La gestion de l'équipe de France par le "clan des Marseillais", incarné par Romain Barnier, semble cristalliser les antagonismes. Les opposants pointent également le cas Jacques Favre, un Marseillais, nommé il y a dix-huit mois au poste de DTN, alors qu'il n'a été ni nageur de haut niveau, ni entraîneur.

L'affaire des critères de sélection a été la goutte de trop. En vue des JO, l'encadrement des Bleus et la Fédération française de natation avaient établi des critères stricts et exigeants de sélection. Lors des championnats de France, en avril, très peu de nageurs ont réalisé les temps exigés. Parmi eux, la star Yannick Agnel, au cœur d'un imbroglio concernant sa course, le 200 m nage libre. Seuls une quinzaine de nageurs auraient dû composer la sélection olympique. Mais, quelques jours plus tard, coup de théâtre : la fédération décide d'amener 28 nageurs à Rio, provoquant l'incompréhension.
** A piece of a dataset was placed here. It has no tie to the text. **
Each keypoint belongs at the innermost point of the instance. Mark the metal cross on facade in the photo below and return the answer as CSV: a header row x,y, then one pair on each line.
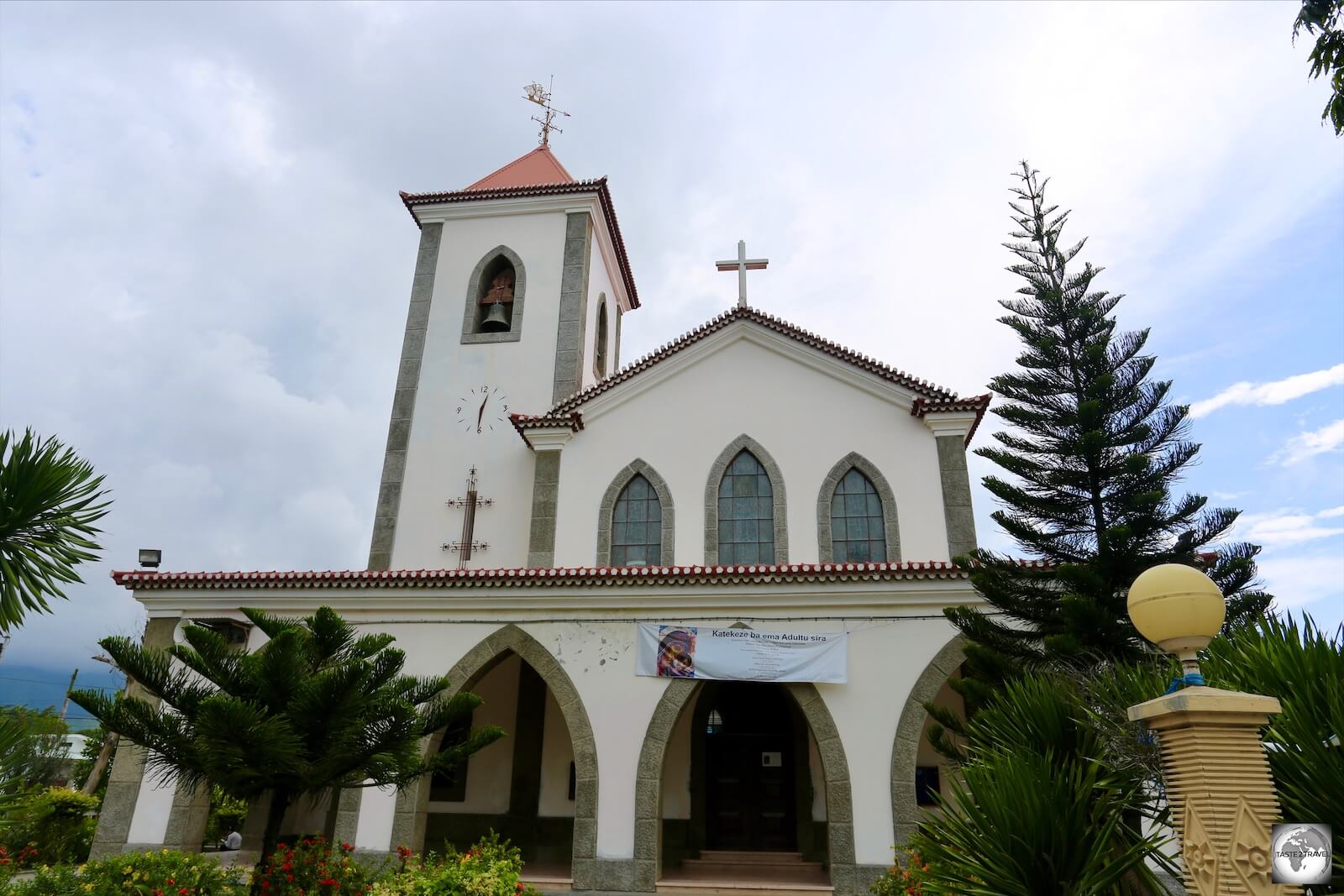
x,y
467,543
743,265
Lionel Horter coache Yannick Agnel le 31 mars 2016 à Montpellier durant les championnats de France. (PASCAL GUYOT / AFP)

Une direction sur le banc des accusés

Alors que nageurs, entraîneurs et anciens champions se déchirent, L'Equipe souligne la '"discrétion étonnante" à Rio du président de la Fédération française et chef de la délégation française au Brésil, Francis Luyce, qui s'est contenté de faire part de sa "déception" et de son "insatisfaction" face à des résultats qui "ne sont pas à la hauteur de nos espérances". Un homme désormais sur des charbons ardents.

Pour l'ancien DTN Claude Fauquet, qui avait accompagné les premiers grands succès de la natation française de 2001 à 2008, il y a "urgence" à "reconstruire""Soit Francis Luyce s'entoure de gens compétents, soit il démissionne", tance Claude Fauquet dans un entretien au Parisien, lundi. La championne olympique Laure Manaudou, elle aussi, s'invite dans la polémique, interpellant le président de la fédération, se disant "inquiète" pour l'avenir de la natation française et proposant même ses services. 

La rentrée s'annonce animée. Notamment la course à la présidence de la fédération. Francis Luyce, en poste depuis vingt-trois ans, pourrait prétendre à un septième mandat.